Now, observe the LC cells under polarizing optical microscopy with four to 100X objective lenses in conjunction with a hot stage to control the sample temperature with plus or minus 0.1 Kelvin accuracy. Using a digital color camera, record the textures in more than five frames, at even intervals per Kelvin, both upon cooling and heating in the range of 291 to 343 Kelvin. For dielectric spectroscopy, prepare an LC cell with ITO electrodes by soldering lead wire to each substrate.
To measure the capacitance of the LC cells, wire the cells to the terminals of a commercial impedance gain phase analyzer. Then, measure the time dependence of capacitance of the LC cells every five minutes with the analyzer. For HR-DSC analysis place the LC cells into a homemade HR-DSC to be examined.
Perform measurements with scan rates of 0.05 to 0.10 Kelvin per minute to enhance the minimum temperature resolving power. The evolution of the texture made by polarizing optical microscopy and dielectric spectroscopy measurements during the orientational transition from the planar to vertical orientational state during cooling and heating is depicted here. Upon cooling, the planar orientation is right below the isotropic nematic transition temperature.
With the appearance of two and four brush Schlieren textures. By annealing or further cooling, the field of vision becomes completely dark, suggesting the completion of the orientational transition. HR-DSC data representing the heat flow through the sample as a function of temperature and time is shown here.
The variation of heat flow with time data was used to analyze the Avrami exponent after the orientational transition. Grazing incidents x-ray diffraction patterns in droplet geometry and in C2 LC cell geometry at various temperatures. Demonstrate short range ordering of quasi-smectic a-wetting sheets.

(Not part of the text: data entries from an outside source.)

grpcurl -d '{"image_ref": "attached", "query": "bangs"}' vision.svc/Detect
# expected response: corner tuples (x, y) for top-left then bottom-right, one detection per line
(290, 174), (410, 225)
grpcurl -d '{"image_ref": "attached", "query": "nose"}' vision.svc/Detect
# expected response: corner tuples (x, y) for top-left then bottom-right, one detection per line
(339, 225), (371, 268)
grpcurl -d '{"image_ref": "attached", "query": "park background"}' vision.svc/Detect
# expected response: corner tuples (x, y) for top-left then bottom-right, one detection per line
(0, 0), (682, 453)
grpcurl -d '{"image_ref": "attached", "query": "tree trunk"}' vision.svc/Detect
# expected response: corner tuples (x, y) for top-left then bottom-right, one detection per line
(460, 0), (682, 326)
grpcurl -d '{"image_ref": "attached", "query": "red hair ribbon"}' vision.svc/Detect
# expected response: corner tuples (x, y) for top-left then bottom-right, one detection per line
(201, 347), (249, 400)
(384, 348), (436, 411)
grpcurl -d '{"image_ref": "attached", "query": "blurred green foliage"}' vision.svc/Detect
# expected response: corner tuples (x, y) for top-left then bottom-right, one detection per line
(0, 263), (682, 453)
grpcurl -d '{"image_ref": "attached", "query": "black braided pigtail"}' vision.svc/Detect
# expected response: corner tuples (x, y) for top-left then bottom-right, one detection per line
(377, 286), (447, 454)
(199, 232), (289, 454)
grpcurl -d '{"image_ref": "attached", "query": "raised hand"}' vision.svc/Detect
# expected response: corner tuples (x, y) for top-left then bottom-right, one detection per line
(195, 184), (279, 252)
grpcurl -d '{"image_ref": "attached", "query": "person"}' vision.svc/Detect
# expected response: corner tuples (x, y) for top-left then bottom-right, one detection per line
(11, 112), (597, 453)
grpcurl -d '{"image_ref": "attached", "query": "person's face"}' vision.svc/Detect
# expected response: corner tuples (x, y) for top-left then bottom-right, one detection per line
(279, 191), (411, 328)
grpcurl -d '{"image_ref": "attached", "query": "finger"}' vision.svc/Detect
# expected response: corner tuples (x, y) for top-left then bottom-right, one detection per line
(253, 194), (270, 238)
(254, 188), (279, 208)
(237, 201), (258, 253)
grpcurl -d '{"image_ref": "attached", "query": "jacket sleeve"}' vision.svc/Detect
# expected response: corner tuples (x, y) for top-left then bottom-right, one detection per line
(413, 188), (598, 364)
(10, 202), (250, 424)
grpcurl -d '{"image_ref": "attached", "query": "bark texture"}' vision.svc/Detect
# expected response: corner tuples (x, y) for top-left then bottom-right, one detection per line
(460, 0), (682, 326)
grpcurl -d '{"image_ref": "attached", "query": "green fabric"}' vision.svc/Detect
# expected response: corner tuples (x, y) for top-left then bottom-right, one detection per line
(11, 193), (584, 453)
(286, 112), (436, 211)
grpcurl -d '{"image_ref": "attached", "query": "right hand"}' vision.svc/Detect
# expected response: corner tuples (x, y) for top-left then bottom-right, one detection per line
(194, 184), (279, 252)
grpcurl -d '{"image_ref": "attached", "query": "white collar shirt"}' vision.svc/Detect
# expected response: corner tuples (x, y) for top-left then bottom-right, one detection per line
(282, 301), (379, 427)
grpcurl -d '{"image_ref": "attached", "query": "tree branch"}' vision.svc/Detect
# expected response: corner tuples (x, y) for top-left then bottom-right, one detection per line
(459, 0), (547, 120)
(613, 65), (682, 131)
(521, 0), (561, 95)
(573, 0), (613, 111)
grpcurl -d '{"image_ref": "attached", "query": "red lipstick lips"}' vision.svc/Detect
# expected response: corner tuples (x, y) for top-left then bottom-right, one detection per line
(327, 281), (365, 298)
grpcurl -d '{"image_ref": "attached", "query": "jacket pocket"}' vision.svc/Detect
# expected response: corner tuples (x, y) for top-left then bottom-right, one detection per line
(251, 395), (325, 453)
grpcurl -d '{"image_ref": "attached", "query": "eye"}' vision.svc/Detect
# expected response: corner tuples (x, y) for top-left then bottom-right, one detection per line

With layer structures formed near the surface. Even in the temperature range of the planar orientational states, quasi-smectic a-wetting sheets persist, indicating that the surface orientational condition is frustrated. The hysteresis range is consistent with the hysteresis range confirmed by polarizing optical microscopy and dielectric spectroscopy, which suggests that the orientational transition is triggered by quasi-smectic a-wetting sheet growth.
So once mastered, the observation of the orientational transition can be done in four hours if the preparation procedures are performed properly. Following this procedure, other methods like fluorescent confocal microscopy and non-linear optical analysis can be performed in order to answer additional questions, like the special distribution of orientations of the liquid crystal director. After its development, this technique paved the way for researchers in the field of surface science of liquid crystals to explore links between the microscopic structures near surfaces and the microscopic structures and properties.
After watching this video you should have a good understanding of how to prepare a sample to observe the orientational transition and how to characterize the important physical properties.